节点可以自由地保留账本历史，尽管历史帐本不是正确操作所必须的。只有当前的账本条目才是有用的。节点可以根据需要从用处不大的账本（旧账本（对等节点可能不再存在）和小账本）开始，自由的对账本进行垃圾回收。

3.4.4 BitSwap Specification

BitSwap nodes follow a simple protocol.

BitSwap 节点遵循一个简单协议。

// Additional state kept
type BitSwap struct {
    ledgers map[NodeId] Ledger
    // Ledgers known to this node, inc inactive
    active map[NodeId] Peer
    //currently open connections to other nodes
    need_list [] Multihash
    //checksums of blocks this node needs
    have_list [] Multihash
    //checksums of blocks this node has
}

type Peer struct {
    nodeid NodeId
    ledger Ledger
    // Ledger between the node and this peer
    last_seen Timestamp
    //timestamp of last received message
    want_list [] Multihash
    //checksums of all blocks wanted by peer
    //includes blocks wanted by peer's peers
}
 
// Protocol interface:
interface Peer {
    open (nodeid :NodeId, ledger :Ledger);
    send_want_list (want_list :WantList);
    send_block (block :Block) -> (complete :Bool);
    close (final :Bool);
}

Sketch of the lifetime of a peer connection:

Open: peers send ledgers until they agree.
Sending: peers exchange want_lists and blocks.
Close: peers deactivate a connection.
Ignored: (special) a peer is ignored (for the duration of a timeout) if a node’s strategy avoids sending.

对等节点连接的生命周期概述：

 1. 打开：对等节点同意后发送账本。
 2. 发送：对等节点交换需求列表（`want_list`）和数据块 (`blocks`)。
 3. 关闭：对等节点断开连接。
 4. 忽略：（特殊）如果一个节点的策略为避免发送，则忽略该对等节点（在超时期间）。

Peer.open (NodeId, Ledger).

When connecting, a node initializes a connection with a Ledger, either stored from a connection in the past or a new one zeroed out.

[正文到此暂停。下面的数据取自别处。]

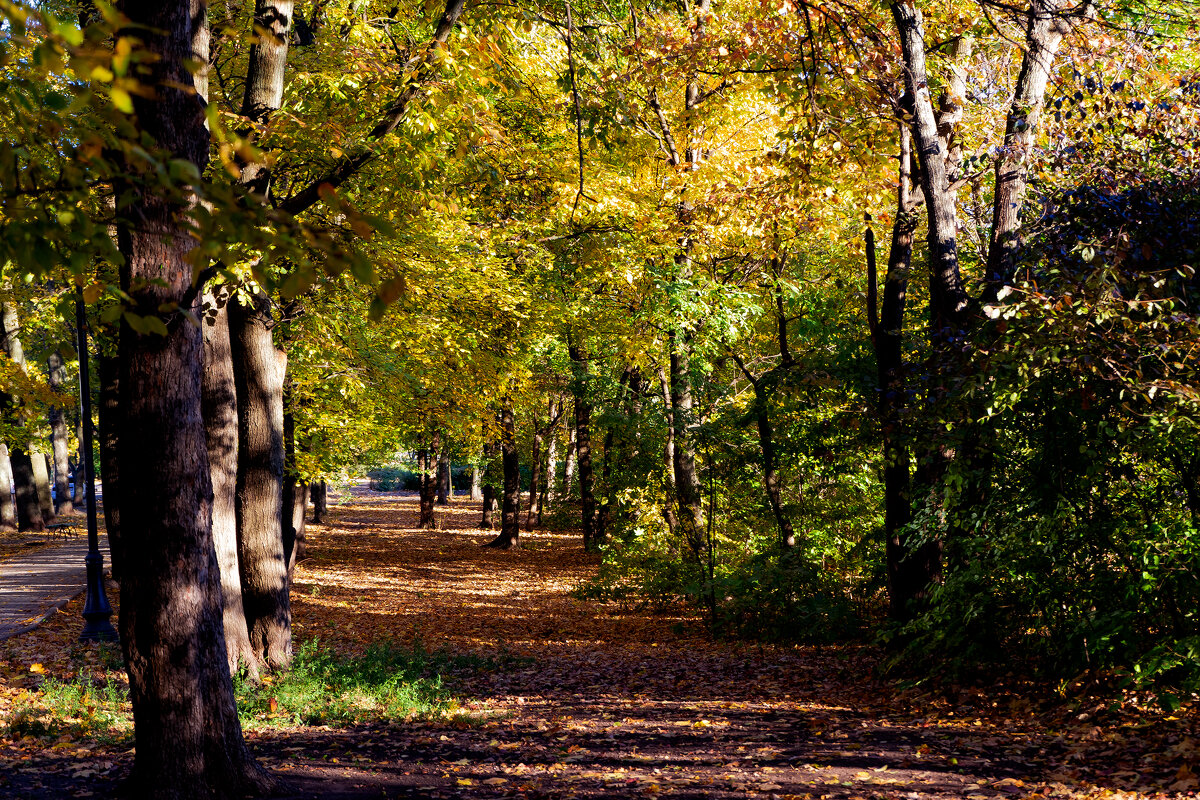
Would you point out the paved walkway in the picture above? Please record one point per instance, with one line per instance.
(35, 584)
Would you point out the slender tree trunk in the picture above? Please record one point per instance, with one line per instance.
(220, 409)
(477, 483)
(258, 377)
(187, 738)
(59, 437)
(487, 521)
(41, 463)
(319, 501)
(510, 509)
(551, 485)
(295, 491)
(583, 445)
(571, 458)
(109, 410)
(669, 506)
(443, 479)
(7, 507)
(427, 462)
(29, 507)
(688, 489)
(535, 479)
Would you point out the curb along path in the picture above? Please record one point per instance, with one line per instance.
(36, 584)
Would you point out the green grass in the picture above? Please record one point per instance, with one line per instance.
(389, 681)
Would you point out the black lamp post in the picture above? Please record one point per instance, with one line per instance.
(96, 609)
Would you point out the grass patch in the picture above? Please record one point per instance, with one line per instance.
(389, 681)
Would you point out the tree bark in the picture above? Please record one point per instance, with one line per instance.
(109, 409)
(319, 492)
(688, 489)
(907, 576)
(29, 507)
(295, 491)
(477, 483)
(583, 445)
(7, 507)
(41, 464)
(187, 738)
(427, 463)
(258, 378)
(571, 457)
(1043, 35)
(510, 507)
(443, 479)
(220, 410)
(535, 480)
(59, 437)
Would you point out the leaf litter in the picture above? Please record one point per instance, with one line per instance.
(568, 698)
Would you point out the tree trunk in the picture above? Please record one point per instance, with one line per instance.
(571, 458)
(7, 507)
(487, 521)
(427, 462)
(41, 464)
(29, 507)
(1043, 36)
(109, 409)
(59, 437)
(295, 491)
(905, 583)
(688, 489)
(670, 500)
(477, 483)
(187, 738)
(220, 409)
(535, 479)
(551, 485)
(510, 509)
(583, 445)
(258, 377)
(443, 479)
(319, 493)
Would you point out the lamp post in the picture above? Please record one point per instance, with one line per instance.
(96, 609)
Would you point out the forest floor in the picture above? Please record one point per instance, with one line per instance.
(581, 699)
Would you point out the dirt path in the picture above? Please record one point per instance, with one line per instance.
(599, 701)
(40, 579)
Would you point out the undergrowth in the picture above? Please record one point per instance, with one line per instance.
(389, 681)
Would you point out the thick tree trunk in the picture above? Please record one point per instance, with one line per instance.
(583, 445)
(906, 576)
(258, 377)
(29, 507)
(59, 437)
(109, 409)
(187, 738)
(220, 409)
(7, 507)
(510, 507)
(319, 493)
(443, 479)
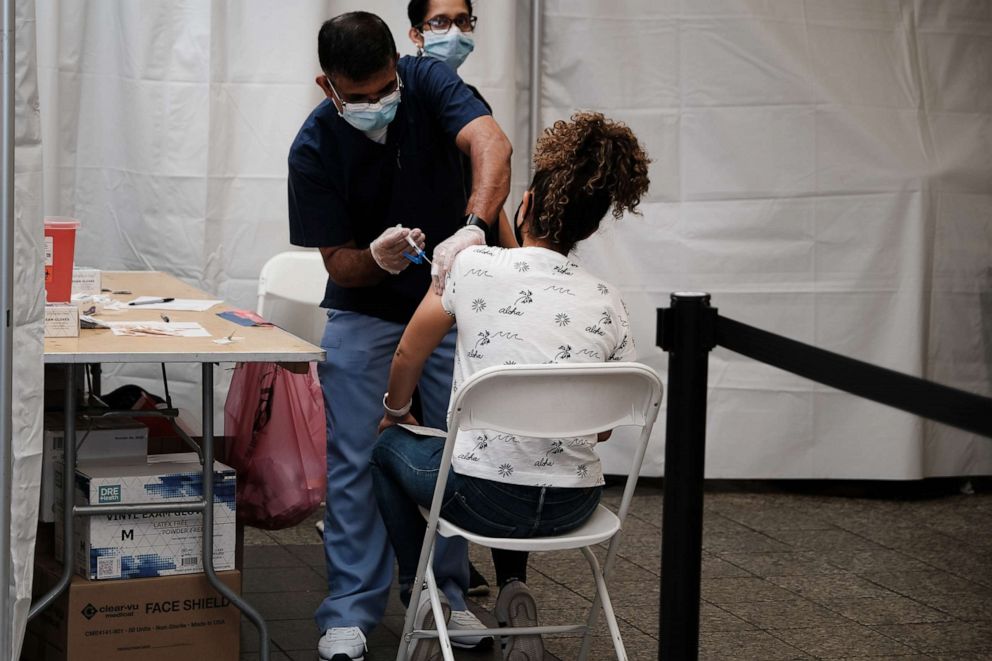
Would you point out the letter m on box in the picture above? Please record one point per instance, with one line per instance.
(109, 493)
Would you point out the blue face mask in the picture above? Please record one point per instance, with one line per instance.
(372, 116)
(452, 47)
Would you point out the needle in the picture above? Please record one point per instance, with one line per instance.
(418, 249)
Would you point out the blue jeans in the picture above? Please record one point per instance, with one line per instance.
(404, 472)
(356, 548)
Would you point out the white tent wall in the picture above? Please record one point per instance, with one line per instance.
(821, 167)
(28, 312)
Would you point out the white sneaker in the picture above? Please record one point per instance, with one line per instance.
(342, 644)
(427, 649)
(462, 623)
(515, 607)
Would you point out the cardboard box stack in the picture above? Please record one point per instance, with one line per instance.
(165, 608)
(100, 438)
(143, 619)
(156, 544)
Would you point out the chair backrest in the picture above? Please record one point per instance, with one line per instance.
(290, 289)
(557, 401)
(551, 401)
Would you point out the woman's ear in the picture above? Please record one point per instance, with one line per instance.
(525, 208)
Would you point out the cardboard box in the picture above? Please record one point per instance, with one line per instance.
(140, 545)
(61, 320)
(102, 438)
(147, 619)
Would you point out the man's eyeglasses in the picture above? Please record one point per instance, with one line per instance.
(441, 24)
(365, 102)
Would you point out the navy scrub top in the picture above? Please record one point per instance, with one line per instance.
(345, 187)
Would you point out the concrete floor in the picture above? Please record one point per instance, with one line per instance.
(814, 570)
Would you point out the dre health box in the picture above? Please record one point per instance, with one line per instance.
(98, 438)
(140, 545)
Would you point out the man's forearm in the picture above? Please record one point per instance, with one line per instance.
(352, 267)
(490, 177)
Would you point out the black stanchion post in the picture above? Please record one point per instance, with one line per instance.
(687, 332)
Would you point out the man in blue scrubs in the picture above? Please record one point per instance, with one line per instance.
(375, 164)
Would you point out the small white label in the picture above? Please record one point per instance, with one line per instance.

Then, sends an Open message with the Ledger to the peer.

在连接时，一个节点通过 Ledger 初始化连接，该 Ledger 可以是存储于过去连接的 Ledger，也可以是新的空 Ledger。然后，将带有 Ledger 的 Open 消息发送给对等节点。

Upon receiving an Open message, a peer chooses whether to activate the connection. If - according to the receiver’s Ledger - the sender is not a trusted agent (transmission below zero, or large outstanding debt) the receiver may opt to ignore the request. This should be done probabilistically with an ignore_cooldown timeout, as to allow errors to be corrected and attackers to be thwarted.

当收到一个 Open 消息时，对等节点选择是否激活该连接。根据接收者的账本 (Ledger)，如果发送者不是一个可信代理（传输低于零或有大额未偿债务），接收者可以选择忽略该请求。这应该通过忽略冷却（ignore_cooldown）超时时间以概率的方式完成，这样可以纠正错误并阻止攻击者。

If activating the connection, the receiver initializes a Peer object with the local version of the Ledger and sets the last_seen timestamp. Then, it compares the received Ledger with its own. If they match exactly, the connections have opened. If they do not match, the peer creates a new zeroed out Ledger and sends it.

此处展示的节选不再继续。